Monday, January 29, 2018
Congenital Heart Disease part 6
EBSTEIN'S ANOMALY
Ebstein's anomaly is a relative rare disease and characterized by abnormally formed and apically displaced leaflets of the tricuspid valve. Tricuspid valve opening is dislocated away from from the tricuspid valve annulus towards the apex or the right ventricular outflow tract. The anterior leaflet usually originates appropriately at the annular level but enlarged and sail-like, while the septal and posterior leaflet are displaced towards the right ventricular apex and often tethered to the endocardium.
The apical displacement of the tricuspid valve means that the right heart consists of an right atrium, an atrialized portion of the right ventricle, and the remaining functional right ventricle. The tricuspid valve is often regurgitant.
The most frequently associated anomalies include a shunt at the atrial level (secundum atrial septal defect or patent foramen ovale) and accessory pathways (Wolf-Parkinson-White syndrome). Ventricle septal defect, pulmonary stenosis, pulmonary atresia, tetralogy of Fallot, coarctation of the aorta, or mitral valve abnormalities can also occur .

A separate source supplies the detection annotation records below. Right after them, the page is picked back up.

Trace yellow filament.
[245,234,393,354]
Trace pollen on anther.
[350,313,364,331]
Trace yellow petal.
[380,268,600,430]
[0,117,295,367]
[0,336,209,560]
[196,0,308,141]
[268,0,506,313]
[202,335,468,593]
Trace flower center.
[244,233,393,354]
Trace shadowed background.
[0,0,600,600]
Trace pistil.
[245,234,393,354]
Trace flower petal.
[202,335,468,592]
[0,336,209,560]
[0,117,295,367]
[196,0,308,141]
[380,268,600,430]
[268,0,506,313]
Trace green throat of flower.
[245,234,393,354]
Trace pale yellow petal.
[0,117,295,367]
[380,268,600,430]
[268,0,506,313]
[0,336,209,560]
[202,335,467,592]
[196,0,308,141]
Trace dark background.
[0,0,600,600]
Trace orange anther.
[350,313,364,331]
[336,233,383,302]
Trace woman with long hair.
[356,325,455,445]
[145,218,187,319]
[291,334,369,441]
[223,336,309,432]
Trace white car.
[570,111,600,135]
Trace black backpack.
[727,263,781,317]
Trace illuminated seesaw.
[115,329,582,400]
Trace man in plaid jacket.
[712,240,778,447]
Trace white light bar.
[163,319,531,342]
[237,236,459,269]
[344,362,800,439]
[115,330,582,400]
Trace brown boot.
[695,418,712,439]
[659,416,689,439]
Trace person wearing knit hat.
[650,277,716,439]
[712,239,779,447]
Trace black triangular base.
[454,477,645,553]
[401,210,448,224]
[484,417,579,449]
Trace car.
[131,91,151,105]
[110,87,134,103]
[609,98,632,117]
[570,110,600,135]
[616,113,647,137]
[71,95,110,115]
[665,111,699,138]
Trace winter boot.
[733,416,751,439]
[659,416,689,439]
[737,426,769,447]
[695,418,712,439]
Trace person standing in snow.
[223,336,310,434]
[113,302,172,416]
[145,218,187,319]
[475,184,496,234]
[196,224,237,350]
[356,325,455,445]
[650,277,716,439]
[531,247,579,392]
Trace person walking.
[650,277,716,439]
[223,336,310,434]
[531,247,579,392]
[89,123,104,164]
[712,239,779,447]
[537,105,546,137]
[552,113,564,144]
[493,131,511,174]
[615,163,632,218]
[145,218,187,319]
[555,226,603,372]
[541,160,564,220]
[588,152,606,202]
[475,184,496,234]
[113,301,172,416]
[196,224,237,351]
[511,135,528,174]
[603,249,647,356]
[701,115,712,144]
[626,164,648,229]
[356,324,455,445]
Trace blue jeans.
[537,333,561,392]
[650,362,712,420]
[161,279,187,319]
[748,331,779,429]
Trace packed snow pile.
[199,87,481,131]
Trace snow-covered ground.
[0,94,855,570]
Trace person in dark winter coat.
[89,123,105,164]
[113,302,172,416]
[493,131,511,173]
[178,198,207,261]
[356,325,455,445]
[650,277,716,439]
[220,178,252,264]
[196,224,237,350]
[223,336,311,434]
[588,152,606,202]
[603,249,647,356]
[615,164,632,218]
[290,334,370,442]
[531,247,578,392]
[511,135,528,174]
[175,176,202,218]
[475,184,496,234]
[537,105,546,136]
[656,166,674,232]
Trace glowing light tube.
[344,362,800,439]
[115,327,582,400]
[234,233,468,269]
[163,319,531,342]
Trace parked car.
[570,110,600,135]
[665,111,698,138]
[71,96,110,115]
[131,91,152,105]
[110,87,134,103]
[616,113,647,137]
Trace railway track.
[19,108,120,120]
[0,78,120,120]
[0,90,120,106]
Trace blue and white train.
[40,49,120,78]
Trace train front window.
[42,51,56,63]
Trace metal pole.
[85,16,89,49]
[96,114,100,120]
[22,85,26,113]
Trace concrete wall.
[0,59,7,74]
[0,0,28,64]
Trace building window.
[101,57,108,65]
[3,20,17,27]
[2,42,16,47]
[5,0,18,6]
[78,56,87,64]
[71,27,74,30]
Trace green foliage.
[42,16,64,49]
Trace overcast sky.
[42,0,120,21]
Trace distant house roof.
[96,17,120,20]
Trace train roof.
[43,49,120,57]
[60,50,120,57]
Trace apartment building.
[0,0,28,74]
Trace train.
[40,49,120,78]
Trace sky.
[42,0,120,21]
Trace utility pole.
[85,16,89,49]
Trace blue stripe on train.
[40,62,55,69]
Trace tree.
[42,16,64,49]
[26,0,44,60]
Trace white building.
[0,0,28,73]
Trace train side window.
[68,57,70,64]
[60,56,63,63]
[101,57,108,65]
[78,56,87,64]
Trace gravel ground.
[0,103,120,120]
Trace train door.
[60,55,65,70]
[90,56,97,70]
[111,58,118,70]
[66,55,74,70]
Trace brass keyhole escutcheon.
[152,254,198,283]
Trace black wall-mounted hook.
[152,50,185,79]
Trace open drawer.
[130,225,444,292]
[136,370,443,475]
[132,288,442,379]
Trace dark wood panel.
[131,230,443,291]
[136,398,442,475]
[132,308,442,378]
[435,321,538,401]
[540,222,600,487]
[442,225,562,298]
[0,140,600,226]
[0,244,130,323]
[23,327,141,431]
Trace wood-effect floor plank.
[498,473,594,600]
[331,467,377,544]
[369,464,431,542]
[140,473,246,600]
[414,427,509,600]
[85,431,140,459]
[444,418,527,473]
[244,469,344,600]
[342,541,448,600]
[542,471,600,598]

Ebstein's anomaly occurs more commonly if the mother has received lithium or benzodiazepins during pregnancy.
The morphological and haemodynamic spectrum is wide. Haemodynamic changes depend on the severity of the tricuspid valve dysfunction, the degree of atrialization of the right ventricle, contractility of the remaining functional and the systemic ventricle, type and severity of concomitant anomalies and arrythmias.
The pathophysiology is characterized by systolic regurgitation of blood from the functional right ventricle, across the tricuspid valve, into the atrialized ventricle or right atrium, which tend to dilate. An interatrial connection permits an left-right shunt, or especially during exercise, an right-left shunt. Eibstein anomaly may result in chronically low systemic cardiac output.
The clinical presentation ranges from trivial symptoms to the presentation of profound cyanotic heart
defect. Patients with mild forms can be asymptomatic over decades until they are diagnosed. Key symptoms are arrhytmias, dyspnoea, fatigue, poor exercise tolerance, chest pain and peripheral and/or central cyanosis.
TETRALOGY OF FALLOT
Tetralogy of fallot is the most common form of cyanotic congenital heart diesease after 1 year of age, with an incidence approaching 10% of all forms of congenital heart defect. The defect is due to antero-cephalad deviation of the outlet septum resulting in the following four features: a non-restrictive ventricle septal defect, overriding aorta (but<50%), right ventricular outflow tract obstruction which may be infundibular, valvular, or (usually) a combination of both, with or without supravalvular or branch pulmonary artery stenosis, and consequent right ventricle hypertrophy.
Associated lesions include atrial septal defect, additional muscular ventricle septal defect, right aortic arch, anomalous (can be dual) left anterior descending coronary artery which may necessitate a conduit type of repair, and complete atrioventricular septal defect (rare, usually in association with down syndrome)
Early clinical presentation is dominated by a heart murmur in infancy and progressive cyanosis (from right to left shunting at the ventricular level secondary to right ventricular outflow tract obstruction). Unoperated tetralogy of fallot carries a poor prognosis (>95% of patients used to die before 40 years of age). Early management may include paliative procedures to increase pulmonary blood flow.